It sounds so simple doesn't it? Just take 5 slow breaths in each pose.
When I first explained this to the class I could feel the reaction "that sounds easy".
The 5 breaths means we hold the pose for longer. We start to wobble, its gets harder to hold everything in the right place and suddenly those arms feels so heavy. It's surprisingly challenging.
I love how the 5 breaths helps students really sink into a pose. Holding the pose a bit longer means you really feel how the different parts of your body are coping with the pose and where you may need to make adjustments.
We did a really simple standing warrior sequence and it was wonderful for everyone to stay in each pose for longer. I found it really helpful to be able to walk round the classroom to help everyone. It gives people the time to really listen to their bodies.
It is also a great way to focus on the breath and mula bandha (root lock).

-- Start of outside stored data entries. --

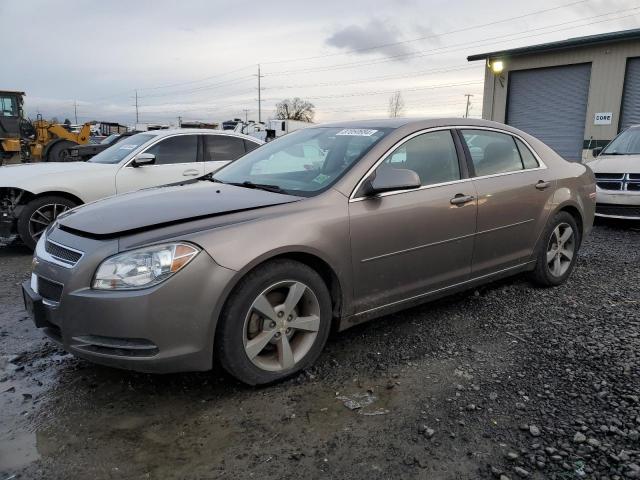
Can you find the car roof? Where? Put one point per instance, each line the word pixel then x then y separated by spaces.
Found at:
pixel 173 131
pixel 425 122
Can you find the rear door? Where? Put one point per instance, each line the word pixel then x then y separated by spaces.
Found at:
pixel 220 150
pixel 176 160
pixel 515 192
pixel 408 243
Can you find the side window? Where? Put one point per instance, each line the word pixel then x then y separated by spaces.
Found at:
pixel 431 155
pixel 249 145
pixel 179 149
pixel 8 107
pixel 492 152
pixel 528 160
pixel 222 147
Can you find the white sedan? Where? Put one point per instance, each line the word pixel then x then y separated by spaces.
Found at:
pixel 33 195
pixel 617 170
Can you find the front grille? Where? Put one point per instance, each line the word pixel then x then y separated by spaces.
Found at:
pixel 627 182
pixel 49 290
pixel 618 210
pixel 62 254
pixel 121 347
pixel 609 176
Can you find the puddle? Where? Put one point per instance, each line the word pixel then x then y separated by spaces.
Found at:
pixel 363 404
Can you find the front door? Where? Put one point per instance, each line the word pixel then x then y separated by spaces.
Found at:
pixel 176 160
pixel 408 243
pixel 515 193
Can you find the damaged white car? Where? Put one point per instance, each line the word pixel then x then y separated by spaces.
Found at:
pixel 617 170
pixel 33 195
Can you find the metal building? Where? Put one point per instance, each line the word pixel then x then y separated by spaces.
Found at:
pixel 574 95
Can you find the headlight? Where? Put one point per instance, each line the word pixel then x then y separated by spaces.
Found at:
pixel 144 267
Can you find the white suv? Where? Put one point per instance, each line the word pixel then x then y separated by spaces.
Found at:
pixel 33 195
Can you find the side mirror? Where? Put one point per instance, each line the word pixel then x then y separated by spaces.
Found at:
pixel 391 179
pixel 143 159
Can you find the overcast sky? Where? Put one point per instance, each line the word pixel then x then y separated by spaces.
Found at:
pixel 198 59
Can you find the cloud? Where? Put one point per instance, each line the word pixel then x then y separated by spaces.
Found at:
pixel 360 38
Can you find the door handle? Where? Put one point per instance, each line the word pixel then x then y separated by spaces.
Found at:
pixel 461 199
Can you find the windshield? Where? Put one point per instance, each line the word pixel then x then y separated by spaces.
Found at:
pixel 627 143
pixel 305 162
pixel 115 153
pixel 110 138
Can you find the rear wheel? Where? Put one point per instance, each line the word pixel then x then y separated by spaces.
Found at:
pixel 275 323
pixel 59 151
pixel 38 214
pixel 558 251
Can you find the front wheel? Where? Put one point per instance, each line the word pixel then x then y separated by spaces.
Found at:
pixel 38 214
pixel 558 251
pixel 275 323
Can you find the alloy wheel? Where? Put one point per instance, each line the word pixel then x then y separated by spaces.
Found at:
pixel 42 218
pixel 561 249
pixel 281 326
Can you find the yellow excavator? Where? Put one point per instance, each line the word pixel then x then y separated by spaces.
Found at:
pixel 39 140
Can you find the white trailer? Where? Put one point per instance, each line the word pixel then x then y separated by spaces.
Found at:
pixel 282 127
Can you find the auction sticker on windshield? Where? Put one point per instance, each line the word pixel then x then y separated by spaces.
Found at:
pixel 358 132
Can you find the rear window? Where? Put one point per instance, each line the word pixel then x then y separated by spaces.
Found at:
pixel 117 152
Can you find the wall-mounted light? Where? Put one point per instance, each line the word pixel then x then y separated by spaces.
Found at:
pixel 496 66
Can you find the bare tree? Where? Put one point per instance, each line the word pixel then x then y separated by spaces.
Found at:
pixel 396 105
pixel 295 109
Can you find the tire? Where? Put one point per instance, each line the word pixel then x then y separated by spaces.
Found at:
pixel 58 151
pixel 243 324
pixel 550 251
pixel 31 222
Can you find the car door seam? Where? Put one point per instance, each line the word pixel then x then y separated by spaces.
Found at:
pixel 413 249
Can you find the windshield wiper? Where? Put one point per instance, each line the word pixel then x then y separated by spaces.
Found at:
pixel 258 186
pixel 209 177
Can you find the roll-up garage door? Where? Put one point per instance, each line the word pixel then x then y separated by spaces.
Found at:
pixel 551 104
pixel 631 99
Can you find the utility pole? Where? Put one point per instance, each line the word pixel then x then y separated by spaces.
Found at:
pixel 259 96
pixel 468 95
pixel 136 106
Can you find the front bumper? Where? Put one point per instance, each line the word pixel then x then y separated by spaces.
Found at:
pixel 618 204
pixel 161 329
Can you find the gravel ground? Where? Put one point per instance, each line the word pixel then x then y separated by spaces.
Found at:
pixel 509 381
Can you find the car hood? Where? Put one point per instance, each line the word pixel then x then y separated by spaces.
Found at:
pixel 616 164
pixel 164 206
pixel 21 175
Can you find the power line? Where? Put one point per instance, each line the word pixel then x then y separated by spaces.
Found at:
pixel 404 42
pixel 438 50
pixel 385 92
pixel 232 81
pixel 468 95
pixel 199 80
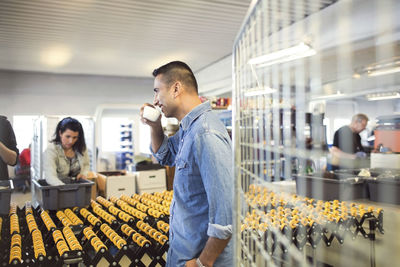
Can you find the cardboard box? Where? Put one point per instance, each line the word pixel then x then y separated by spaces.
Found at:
pixel 94 187
pixel 115 184
pixel 151 181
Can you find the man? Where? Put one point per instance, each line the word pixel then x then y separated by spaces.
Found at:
pixel 347 141
pixel 8 147
pixel 201 151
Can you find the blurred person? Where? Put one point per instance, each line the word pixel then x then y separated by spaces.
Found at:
pixel 201 151
pixel 8 147
pixel 25 157
pixel 66 156
pixel 347 141
pixel 23 170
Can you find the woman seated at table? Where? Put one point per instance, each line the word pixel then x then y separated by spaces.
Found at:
pixel 66 156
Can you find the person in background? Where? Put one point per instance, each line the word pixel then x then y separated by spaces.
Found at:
pixel 201 151
pixel 8 147
pixel 347 141
pixel 66 156
pixel 25 157
pixel 23 170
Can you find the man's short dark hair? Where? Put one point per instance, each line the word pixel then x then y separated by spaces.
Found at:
pixel 359 118
pixel 177 71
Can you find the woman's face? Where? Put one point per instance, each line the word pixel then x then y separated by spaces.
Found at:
pixel 68 138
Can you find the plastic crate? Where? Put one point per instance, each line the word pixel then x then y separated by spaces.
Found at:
pixel 385 190
pixel 5 196
pixel 62 196
pixel 331 189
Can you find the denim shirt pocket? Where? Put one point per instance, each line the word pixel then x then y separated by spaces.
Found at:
pixel 181 166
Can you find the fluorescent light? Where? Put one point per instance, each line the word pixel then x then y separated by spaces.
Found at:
pixel 375 97
pixel 262 91
pixel 338 94
pixel 379 72
pixel 299 51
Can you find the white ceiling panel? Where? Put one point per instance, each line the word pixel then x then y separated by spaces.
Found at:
pixel 123 37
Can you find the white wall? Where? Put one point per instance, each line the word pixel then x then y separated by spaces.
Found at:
pixel 216 79
pixel 29 93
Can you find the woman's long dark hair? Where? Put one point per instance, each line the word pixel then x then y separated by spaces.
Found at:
pixel 74 125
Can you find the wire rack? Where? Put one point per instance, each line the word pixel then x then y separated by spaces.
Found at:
pixel 289 59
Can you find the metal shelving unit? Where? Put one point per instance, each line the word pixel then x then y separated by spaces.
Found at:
pixel 289 58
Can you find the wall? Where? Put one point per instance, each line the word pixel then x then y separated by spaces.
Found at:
pixel 30 93
pixel 216 79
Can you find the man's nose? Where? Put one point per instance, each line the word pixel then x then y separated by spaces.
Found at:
pixel 155 99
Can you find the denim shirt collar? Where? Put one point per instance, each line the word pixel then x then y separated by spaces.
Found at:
pixel 194 114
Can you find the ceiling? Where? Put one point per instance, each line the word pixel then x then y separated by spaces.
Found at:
pixel 122 37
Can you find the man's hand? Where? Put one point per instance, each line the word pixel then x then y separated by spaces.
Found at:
pixel 148 122
pixel 80 176
pixel 191 263
pixel 157 134
pixel 7 155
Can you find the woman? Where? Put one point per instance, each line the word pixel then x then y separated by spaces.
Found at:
pixel 66 156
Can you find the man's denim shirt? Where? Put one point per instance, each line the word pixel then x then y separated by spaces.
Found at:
pixel 202 205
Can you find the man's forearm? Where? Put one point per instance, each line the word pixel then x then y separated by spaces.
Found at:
pixel 212 250
pixel 8 156
pixel 157 137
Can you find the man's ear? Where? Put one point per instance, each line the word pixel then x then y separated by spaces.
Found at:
pixel 178 89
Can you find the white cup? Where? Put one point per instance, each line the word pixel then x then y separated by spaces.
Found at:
pixel 150 113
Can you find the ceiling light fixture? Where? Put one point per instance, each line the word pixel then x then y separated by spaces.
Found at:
pixel 384 67
pixel 380 72
pixel 262 91
pixel 323 97
pixel 296 52
pixel 383 96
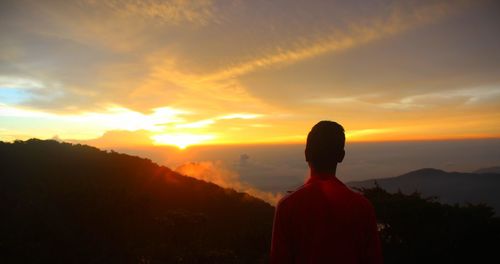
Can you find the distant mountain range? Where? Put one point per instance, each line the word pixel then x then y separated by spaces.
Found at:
pixel 480 186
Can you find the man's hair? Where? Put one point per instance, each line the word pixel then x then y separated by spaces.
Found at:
pixel 325 144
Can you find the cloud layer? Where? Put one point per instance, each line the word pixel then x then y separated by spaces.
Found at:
pixel 284 64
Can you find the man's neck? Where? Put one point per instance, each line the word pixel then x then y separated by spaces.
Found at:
pixel 323 174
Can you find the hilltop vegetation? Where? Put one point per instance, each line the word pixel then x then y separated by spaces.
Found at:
pixel 77 204
pixel 481 186
pixel 64 203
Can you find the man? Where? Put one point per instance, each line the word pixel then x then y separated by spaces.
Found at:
pixel 324 221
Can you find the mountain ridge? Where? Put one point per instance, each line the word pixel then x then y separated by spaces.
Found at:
pixel 79 204
pixel 449 187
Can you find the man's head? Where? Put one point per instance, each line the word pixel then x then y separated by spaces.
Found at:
pixel 325 146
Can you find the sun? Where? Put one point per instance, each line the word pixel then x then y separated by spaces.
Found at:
pixel 181 141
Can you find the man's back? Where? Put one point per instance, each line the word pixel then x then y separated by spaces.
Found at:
pixel 325 222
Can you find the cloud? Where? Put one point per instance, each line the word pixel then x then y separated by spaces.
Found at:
pixel 216 172
pixel 199 12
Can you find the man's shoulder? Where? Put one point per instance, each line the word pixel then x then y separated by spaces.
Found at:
pixel 292 195
pixel 355 197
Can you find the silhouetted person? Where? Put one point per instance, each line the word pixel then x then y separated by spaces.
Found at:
pixel 324 221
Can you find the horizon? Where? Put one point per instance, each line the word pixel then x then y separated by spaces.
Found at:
pixel 187 73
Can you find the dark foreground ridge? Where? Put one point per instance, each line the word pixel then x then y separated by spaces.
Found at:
pixel 64 203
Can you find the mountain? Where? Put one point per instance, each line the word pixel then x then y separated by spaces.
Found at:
pixel 448 187
pixel 495 169
pixel 69 203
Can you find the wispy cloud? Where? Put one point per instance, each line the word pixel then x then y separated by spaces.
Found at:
pixel 198 12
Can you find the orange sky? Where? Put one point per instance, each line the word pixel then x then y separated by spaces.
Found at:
pixel 242 72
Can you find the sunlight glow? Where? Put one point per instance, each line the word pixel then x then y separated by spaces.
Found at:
pixel 180 140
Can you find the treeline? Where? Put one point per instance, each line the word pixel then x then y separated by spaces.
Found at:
pixel 64 203
pixel 414 229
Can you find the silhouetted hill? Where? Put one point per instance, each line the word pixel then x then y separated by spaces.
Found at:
pixel 448 187
pixel 495 169
pixel 64 203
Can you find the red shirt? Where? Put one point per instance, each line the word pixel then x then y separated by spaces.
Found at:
pixel 325 222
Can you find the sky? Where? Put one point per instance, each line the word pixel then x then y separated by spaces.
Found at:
pixel 150 73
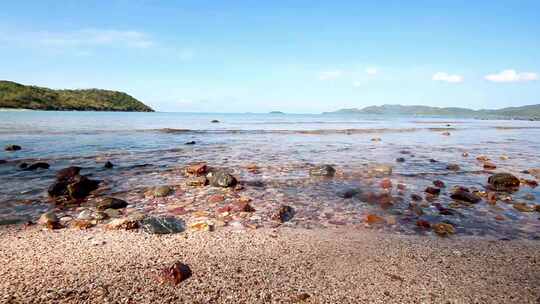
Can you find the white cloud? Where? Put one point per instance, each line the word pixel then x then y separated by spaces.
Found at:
pixel 441 76
pixel 511 76
pixel 330 75
pixel 372 71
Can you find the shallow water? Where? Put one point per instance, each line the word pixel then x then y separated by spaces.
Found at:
pixel 149 149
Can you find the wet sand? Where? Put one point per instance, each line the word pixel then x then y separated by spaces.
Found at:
pixel 281 265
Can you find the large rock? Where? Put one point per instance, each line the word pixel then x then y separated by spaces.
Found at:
pixel 503 182
pixel 38 165
pixel 221 178
pixel 68 173
pixel 163 225
pixel 81 186
pixel 324 170
pixel 111 203
pixel 12 148
pixel 465 196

I love how this helps us find the space to de-stress. If you do a lovely Yoga flow in this way you don't think about those things that stress you as you are just concentrating on your body and your breath.
Why not give it a try? I would suggest trying it with 3-4 standing poses - for example Tadasana, Warrior 2, Reverse Warrior and then step forward to a Tree before repeating on the other side. See if you can hold the poses a little longer and try to hold your arms dynamically - really stretching out. Feel strong and grounded.